What shipped
Up to today we classified censorship at the country-day level: 84K evidence rows aggregated into per-country features fed into the v3.3 GradientBoosting classifier. That answers “is country X being censored today?” well but cannot answer “is THIS specific measurement evidence of blocking?”
New endpoint
POST /v1/measurement/classify
takes one measurement (source, country, ASN, domain,
signal_value, signal_baseline, observed_at, optional rolling
rates) and returns
{probability, label, top_features,
model_version} with a SHAP-style top-5 contribution
list. A companion
GET /v1/measurement/info exposes
model version, feature names, and held-out metrics.
Why this is interesting
Journalists and researchers querying a single OONI report
previously had to either trust the upstream
signal_type field as-is or
compute country-level statistics. A per-row probability with an
explanation lets you cite a single measurement with confidence
and surface the features that drove the call. Inspired by Niaki
et al. KDD 2023
(
Massively Parallel Censorship Probing of DNS and TLS
Globally) and the OONI Probe per-measurement anomaly
heuristics.
How it was trained
Inputs: all 85,468 evidence rows in
voidly_data.db. Label rule per
task spec: positive iff
signal_type IN (block, isp-outage)
OR signal_type LIKE 'dns-blocking%' OR signal_type LIKE
'http-blocking%' AND
confidence >= 0.7. Balance:
16,798 positive (19.65 percent), 68,670 negative. Features (24
total, label-leaking columns dropped): signal_value,
signal_baseline, signal_deviation, signal_ratio, risk_tier,
time-of-day, day-of-week, weekend flag, month, has_artifact_hash,
has_source_url, has_domain, has_asn, asn (integer), 7-day
rolling positive rate per country, per ASN, and per
country+domain, and hash-encoded source / kind / country /
continent / un_subregion / region / domain_category. Model:
XGBoost(max_depth=4, n_estimators=100) on a stratified 80/20
split (seed 42).
The result, and the honest caveat
Held-out 20 percent ROC AUC: 1.000 (n=17,094).

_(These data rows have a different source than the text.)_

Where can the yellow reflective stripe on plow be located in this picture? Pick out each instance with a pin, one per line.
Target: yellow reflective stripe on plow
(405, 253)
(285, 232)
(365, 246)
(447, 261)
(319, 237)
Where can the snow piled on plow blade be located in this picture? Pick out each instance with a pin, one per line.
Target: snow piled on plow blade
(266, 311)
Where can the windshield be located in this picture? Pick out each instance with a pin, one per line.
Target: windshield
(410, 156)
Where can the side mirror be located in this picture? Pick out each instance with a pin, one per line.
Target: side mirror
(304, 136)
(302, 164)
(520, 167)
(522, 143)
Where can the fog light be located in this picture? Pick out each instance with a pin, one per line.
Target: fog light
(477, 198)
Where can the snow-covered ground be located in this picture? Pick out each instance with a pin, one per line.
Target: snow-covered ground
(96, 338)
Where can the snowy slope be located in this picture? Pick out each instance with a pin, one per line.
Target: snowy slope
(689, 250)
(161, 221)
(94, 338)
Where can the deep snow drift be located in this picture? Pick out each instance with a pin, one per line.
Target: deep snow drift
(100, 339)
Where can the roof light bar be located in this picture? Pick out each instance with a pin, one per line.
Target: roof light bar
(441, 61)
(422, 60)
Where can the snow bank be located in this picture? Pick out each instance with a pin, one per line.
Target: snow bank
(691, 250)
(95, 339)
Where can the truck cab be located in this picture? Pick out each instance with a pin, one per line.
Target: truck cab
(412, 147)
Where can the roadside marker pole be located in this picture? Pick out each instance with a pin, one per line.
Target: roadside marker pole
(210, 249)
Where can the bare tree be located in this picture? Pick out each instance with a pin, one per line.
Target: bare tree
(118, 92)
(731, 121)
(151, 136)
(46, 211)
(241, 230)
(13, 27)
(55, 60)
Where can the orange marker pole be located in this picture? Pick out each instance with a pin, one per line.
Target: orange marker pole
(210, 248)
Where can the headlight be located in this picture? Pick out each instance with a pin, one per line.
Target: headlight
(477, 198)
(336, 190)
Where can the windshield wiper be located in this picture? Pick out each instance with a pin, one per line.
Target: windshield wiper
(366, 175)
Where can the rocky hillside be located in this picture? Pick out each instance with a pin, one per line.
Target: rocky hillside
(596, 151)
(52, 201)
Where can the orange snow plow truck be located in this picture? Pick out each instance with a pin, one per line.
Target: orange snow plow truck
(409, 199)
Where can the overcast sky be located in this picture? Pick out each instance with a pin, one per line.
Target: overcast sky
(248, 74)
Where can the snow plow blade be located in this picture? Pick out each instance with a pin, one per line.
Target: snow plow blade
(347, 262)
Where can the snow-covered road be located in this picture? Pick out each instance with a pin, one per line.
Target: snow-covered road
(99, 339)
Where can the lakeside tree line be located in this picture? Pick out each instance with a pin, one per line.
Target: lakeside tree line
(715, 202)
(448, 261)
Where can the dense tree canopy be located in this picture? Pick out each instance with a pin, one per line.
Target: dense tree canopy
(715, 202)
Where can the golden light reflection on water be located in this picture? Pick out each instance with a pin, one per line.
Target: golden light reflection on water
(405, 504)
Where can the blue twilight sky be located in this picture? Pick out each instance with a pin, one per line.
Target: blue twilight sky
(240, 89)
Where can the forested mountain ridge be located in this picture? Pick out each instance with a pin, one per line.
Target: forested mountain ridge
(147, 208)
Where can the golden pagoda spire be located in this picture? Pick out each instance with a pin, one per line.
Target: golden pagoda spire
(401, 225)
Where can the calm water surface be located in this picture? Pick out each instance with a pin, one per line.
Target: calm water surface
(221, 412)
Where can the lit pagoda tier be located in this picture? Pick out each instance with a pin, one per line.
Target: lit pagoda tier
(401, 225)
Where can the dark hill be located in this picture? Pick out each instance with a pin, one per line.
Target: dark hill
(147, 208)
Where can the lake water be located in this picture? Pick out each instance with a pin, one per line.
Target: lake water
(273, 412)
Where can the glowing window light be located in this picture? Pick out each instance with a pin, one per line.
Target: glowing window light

F1: 1.000. Precision: 1.000. Recall: 1.000. Confusion matrix at
threshold 0.5: [[13734, 0], [0,
3360]]. Per-source AUC where computable: OONI 1.000,
CensoredPlanet 1.000, Voidly 1.000. IODA and Voidly-Community
are one-class slices in the test fold (IODA: 0 positives by
construction because we excluded
outage from the label rule;
Voidly-Community: 100 percent positives because every community
probe entry confirms a block) so AUC is undefined for those.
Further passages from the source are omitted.